Goodpasture's syndrome is a rare vasculitis characterised by the triad of:
- glomerulonephritis
- pulmonary haemorrhage
- autoantibodies to the glomerular basement membrane (GBM) and alveolar basement membrane (1,2)
- antibodies bind in a linear pattern to a highly specific epitope of the *3 chain of type IV collagen of alveolar and glomerular basement membranes
- immunoglobulins are almost exclusively of the IgG subtype (with only rare reports of non-IgG class anti-GBM antibodies)

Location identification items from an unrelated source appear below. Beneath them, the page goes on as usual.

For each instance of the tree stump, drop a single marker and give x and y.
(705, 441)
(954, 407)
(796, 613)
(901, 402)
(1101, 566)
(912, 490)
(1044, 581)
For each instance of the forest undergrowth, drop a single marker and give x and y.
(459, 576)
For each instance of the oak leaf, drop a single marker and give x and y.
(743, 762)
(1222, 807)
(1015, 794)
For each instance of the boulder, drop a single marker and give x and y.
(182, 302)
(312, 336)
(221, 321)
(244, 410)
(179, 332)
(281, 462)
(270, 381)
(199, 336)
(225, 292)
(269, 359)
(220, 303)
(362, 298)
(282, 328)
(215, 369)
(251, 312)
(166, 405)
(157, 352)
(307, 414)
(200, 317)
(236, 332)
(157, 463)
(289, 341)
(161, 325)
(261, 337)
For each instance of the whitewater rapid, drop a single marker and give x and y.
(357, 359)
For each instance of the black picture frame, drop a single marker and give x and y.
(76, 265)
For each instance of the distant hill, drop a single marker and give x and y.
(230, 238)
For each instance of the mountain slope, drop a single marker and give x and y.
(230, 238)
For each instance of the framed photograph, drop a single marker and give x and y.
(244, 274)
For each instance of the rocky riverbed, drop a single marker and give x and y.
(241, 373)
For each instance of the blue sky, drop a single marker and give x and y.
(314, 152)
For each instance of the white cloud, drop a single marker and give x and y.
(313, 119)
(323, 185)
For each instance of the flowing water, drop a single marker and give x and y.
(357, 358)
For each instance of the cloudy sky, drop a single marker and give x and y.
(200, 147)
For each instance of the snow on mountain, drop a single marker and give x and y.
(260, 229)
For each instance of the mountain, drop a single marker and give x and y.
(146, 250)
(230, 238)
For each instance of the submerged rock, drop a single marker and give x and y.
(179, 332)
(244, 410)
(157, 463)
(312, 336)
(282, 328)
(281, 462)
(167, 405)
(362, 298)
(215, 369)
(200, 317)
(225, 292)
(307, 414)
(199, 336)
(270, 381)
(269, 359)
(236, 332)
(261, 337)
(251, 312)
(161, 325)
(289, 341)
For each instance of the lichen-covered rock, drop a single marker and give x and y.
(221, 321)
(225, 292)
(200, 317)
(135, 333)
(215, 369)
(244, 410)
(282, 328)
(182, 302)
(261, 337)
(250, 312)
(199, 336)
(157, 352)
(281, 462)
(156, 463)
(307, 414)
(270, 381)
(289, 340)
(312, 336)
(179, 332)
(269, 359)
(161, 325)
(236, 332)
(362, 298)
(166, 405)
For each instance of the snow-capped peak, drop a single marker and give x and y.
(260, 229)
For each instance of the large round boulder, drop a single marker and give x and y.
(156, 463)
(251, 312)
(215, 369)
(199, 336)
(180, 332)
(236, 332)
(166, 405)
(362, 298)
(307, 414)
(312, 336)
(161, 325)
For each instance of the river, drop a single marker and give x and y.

- IgM and IgA also may be found together with IgG along the GBM in approximately 10% to 20% of cases
- anti-GBM antibodies may be found in the circulation by indirect immunoflourescence or radioimmunoassay
Goodpasture's syndrome occurs most frequently in young men and may cause renal failure, haemoptysis with pulmonary infiltrates and dyspnoea.
Reference:
- (1) A.H. Cohen and R.J. Glassock, Anti-GBM Glomerulonephritis including Goodpasture’s disease. In: C.C. Tisher and B.M. Brenner, Editors, Renal Pathology with Clinical and Functional Correlations ((ed 2) ed.),, Lippincott, Philadelphia, PA (1994), pp. 524–553.
- (2) Espinosa-Melendez E et al. Goodpasture’s syndrome treated with plasmapheresis. Arch Intern Med 1980;140: 542–543.